= Nala Palkhu =

Stream in Punjab, Pakistan

The Nala Palkhu or Palkhu Nala (Palkhu Stream) is a stream in Punjab, Pakistan.

==Course==
The Nala Palkhu originates near the town of Saidpur in the Bajwat area from the Tawi River, the major left-bank tributary of the Chenab River. In addition, many small streams in the foothills of the Great Himalayas join to form a main stream, the Nala Aik, in the south of Jammu and south-east of Sialkot regions. Another stream from the Nala Aik joins the Palkhu in Indian territory before the Pakistani border. Then the Nala Palkhu flows parallel to the Chenab River, passing north of two important cities of Pakistani Punjab: Sialkot and Wazirabad. About one kilometer east of Wazirabad, the Nala Aik and Palkhu join near the locally famous "Lado Ki Pulli", a small bridge on the Aik. Downstream of the confluence point, this stream is called Nala Palkhu and forms the northern boundary of the city of Wazirabad. The Nala Palkhu crosses the Grand Trunk Road at the northern edge of Wazirabad and then flows parallel to the Chenab River until it empties into the Chenab at Head Khanki.

== History ==
Passing through Sialkot and Wazirabad, the Palkhu played a role in the development of Sialkot Cantonment and the city of Wazirabad. In Sialkot, this stream flows through the Dalowali area, which played a strategic role in the development of the Sialkot Cantonment. "After the death of Maharaja Ranjit Singh, the British officers were appointed in Sialkot. Sialkot was annexed by the British after the Second Anglo-Sikh War in 1849. The British laid the foundation of the Sialkot Cantonment in 1849 which was completed in 1852. For establishing the Sialkot Cantonment, the British Commander-in-Chief, Sir Lord Napier, surveyed and selected the area between the seasonal streams, Bher Nala and Palkhu Nala, from the point of view of defence." "The congenial climate and prospects of meeting military requisites, close proximity to the Jammu and Kashmir state, led to the genesis of Sialkot Cantt. The Sialkot Cantonment is primarily flanked by two rivulets called nullas in vernacular i.e. nullah 'Palkhu' towards the north and nullah 'Bhed' towards the south." In 1636 CE, Wazir Hakim Illmmudiddin, an amir of Shah Jahan, constructed the first ever residential building in Wazirabad, Musaman Burj, on the bank of the Palkhu Nala.

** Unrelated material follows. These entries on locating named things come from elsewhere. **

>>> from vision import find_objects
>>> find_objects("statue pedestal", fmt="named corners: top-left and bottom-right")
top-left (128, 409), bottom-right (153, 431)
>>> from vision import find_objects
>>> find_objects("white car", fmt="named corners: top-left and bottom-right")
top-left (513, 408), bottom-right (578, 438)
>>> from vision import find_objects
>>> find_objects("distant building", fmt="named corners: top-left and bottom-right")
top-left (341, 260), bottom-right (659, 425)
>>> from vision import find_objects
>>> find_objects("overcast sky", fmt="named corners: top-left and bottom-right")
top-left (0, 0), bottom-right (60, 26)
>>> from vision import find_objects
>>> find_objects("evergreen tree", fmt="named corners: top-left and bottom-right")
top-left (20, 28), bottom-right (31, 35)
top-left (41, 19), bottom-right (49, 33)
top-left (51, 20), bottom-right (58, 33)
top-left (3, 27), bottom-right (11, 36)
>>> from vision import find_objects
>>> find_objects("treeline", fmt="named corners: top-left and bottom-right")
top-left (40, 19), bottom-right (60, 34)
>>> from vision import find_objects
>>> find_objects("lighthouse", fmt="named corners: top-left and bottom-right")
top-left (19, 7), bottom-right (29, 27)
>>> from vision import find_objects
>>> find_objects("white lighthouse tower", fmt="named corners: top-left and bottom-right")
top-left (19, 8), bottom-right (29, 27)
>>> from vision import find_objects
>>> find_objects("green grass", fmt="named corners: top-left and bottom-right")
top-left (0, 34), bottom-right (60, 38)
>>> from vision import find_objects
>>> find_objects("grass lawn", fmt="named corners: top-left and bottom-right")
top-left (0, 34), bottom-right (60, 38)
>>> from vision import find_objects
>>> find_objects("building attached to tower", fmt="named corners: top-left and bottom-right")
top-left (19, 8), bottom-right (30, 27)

== Irrigation uses and environmental issues ==
Nala Palkhu is used for irrigation purposes throughout its entire course. About one kilometer east of Wazirabad, it is joined by the Nala Aik, which is contaminated with sewage from Sialkot and also becomes contaminated. Downstream from this point, most of Wazirabad's sewage also goes to this stream, which makes it ugly where it flows near the city.